Interessant ist die Geschichte der Oderbrücke zwischen dem Auekrug und dem Rotenberg:

Im Jahre 1901 genügte die Holzbrücke nicht mehr dem stärker werdendem Verkehr. Nach langem Hin und Her erklärte sich die Provinzialverwaltung endlich bereit, eine moderne Brücke aus Stein und Eisenbeton zu errichten. Die Vertreter der Anliegergemeinden Pöhlde und Hattorf wiesen den Baurat , dem die Planung übertragen war, auf die Gewalt der Hochwässer hin. Da es aber ein trockener Sommer war und die Oder kaum Wasser führte, meinte der Baurat, das bisschen Wasser könnte eine Kuh aussaufen.
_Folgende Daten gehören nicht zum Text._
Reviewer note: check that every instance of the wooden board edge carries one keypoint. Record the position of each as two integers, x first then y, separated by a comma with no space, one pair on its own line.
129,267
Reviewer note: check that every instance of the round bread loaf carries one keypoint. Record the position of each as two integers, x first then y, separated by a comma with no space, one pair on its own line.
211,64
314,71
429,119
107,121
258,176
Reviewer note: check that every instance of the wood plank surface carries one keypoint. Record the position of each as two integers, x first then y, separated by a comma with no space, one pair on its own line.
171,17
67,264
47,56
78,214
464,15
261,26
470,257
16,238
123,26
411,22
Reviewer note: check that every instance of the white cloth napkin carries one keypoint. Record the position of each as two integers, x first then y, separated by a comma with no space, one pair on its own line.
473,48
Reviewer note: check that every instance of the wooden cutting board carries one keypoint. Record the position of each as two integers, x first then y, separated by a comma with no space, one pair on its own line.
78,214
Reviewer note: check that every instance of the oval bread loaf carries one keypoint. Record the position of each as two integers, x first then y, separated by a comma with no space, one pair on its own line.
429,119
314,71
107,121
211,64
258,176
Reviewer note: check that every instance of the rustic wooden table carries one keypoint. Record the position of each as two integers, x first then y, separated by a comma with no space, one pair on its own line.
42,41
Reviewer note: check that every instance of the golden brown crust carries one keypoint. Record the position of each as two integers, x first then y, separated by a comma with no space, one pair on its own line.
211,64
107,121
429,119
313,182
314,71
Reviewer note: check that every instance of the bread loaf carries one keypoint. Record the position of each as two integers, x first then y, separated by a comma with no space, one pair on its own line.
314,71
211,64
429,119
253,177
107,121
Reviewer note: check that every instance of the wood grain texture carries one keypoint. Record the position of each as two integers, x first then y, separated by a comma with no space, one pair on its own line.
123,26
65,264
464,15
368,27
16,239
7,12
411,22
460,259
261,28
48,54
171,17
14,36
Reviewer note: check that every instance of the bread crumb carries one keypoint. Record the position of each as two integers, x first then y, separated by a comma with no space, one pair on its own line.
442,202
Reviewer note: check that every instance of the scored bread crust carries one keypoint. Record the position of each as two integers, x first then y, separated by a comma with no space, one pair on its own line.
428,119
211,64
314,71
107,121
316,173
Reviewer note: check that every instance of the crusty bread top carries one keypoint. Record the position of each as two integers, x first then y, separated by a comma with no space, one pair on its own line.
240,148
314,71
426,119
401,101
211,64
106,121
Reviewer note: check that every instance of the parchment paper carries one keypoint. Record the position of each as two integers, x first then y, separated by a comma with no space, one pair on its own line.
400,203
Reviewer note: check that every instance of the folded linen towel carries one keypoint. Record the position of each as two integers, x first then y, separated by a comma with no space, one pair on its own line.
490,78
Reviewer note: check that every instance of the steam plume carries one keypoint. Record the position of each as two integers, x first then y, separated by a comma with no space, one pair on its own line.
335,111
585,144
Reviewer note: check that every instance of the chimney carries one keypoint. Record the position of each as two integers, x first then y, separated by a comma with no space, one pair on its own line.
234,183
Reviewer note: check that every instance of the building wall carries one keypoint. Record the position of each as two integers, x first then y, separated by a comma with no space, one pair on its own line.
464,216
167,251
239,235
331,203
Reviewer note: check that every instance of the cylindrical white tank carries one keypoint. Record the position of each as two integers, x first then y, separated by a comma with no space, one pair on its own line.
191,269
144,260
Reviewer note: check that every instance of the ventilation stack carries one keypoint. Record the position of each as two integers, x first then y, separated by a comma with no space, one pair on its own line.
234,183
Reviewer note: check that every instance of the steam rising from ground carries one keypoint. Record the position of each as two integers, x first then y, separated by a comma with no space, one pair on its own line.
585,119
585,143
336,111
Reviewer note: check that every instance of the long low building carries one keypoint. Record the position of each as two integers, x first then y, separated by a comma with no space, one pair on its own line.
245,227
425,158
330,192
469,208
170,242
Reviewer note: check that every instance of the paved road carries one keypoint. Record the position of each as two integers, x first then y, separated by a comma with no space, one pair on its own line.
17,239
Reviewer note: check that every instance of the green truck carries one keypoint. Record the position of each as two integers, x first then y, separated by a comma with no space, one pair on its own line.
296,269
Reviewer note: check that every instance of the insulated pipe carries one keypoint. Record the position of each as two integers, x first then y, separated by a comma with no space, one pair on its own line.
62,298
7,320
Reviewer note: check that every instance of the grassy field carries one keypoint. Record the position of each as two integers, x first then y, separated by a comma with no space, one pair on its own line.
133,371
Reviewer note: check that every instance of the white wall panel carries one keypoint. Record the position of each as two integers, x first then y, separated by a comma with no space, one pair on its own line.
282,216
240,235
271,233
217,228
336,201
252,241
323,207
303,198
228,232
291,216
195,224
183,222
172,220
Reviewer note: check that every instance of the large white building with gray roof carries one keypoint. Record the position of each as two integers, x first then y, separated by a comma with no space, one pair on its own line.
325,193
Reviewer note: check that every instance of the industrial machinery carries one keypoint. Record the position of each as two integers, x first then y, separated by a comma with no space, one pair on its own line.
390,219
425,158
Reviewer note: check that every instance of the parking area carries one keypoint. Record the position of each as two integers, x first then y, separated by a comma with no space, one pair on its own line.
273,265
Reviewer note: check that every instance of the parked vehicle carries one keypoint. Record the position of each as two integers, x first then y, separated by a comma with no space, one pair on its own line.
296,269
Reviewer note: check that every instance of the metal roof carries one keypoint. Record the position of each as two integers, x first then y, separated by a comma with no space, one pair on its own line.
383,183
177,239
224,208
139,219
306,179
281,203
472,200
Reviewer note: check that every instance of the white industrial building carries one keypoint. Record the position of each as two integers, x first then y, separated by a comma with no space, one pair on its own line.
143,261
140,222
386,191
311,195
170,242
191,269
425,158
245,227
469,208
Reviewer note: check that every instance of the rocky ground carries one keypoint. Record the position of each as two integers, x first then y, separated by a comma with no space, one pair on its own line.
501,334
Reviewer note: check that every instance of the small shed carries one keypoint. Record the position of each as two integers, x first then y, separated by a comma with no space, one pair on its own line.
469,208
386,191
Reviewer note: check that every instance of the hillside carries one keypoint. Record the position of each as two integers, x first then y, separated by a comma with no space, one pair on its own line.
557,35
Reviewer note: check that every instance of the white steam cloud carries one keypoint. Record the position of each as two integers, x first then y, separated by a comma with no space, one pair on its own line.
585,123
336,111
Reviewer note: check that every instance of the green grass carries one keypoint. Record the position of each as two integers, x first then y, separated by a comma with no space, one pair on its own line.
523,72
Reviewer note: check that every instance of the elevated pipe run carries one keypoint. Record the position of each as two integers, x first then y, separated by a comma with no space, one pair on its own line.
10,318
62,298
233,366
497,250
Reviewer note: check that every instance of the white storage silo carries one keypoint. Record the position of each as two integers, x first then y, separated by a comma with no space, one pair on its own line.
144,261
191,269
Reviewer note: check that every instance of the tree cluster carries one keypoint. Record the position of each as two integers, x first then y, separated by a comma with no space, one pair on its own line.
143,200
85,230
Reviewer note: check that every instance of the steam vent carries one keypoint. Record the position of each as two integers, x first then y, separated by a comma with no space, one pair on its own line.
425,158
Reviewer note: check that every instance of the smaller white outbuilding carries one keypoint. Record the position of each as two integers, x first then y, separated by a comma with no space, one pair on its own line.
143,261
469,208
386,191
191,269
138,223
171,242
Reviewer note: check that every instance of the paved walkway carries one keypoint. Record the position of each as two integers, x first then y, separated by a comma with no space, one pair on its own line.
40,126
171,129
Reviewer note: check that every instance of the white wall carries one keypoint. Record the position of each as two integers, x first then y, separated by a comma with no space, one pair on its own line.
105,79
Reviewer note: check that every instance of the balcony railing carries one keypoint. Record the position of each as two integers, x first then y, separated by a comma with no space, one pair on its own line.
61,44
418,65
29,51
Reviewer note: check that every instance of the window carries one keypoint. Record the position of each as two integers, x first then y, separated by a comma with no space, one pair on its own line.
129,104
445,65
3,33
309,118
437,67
So begann der Bau und kostete rund 16.000 Mark. Das war damals viel Geld, kostete doch ein Pfund Kalbsbraten nur 40 Pfennig. Am Dienstag, 19. November fand mit dem üblichen Aufgebot von Ehrengästen mit vielen guten Reden und einem Hoch auf seine Majestät die feierliche Einweihung statt.

Die Fahrbahn war 6 Meter breit. Bunte Girlanden und Tannengrün schmückten das Geländer und von einem Mast flatterte die schwarz-weiß-rote Fahne. Schon während der Feier, die im Auekrug stattfand, öffnete der Himmel seine Schleusen und der Baurat war froh als er die Fahrt in der offenen Kalesche zum Hattorfer Bahnhof hinter sich hatte und im Zug saß.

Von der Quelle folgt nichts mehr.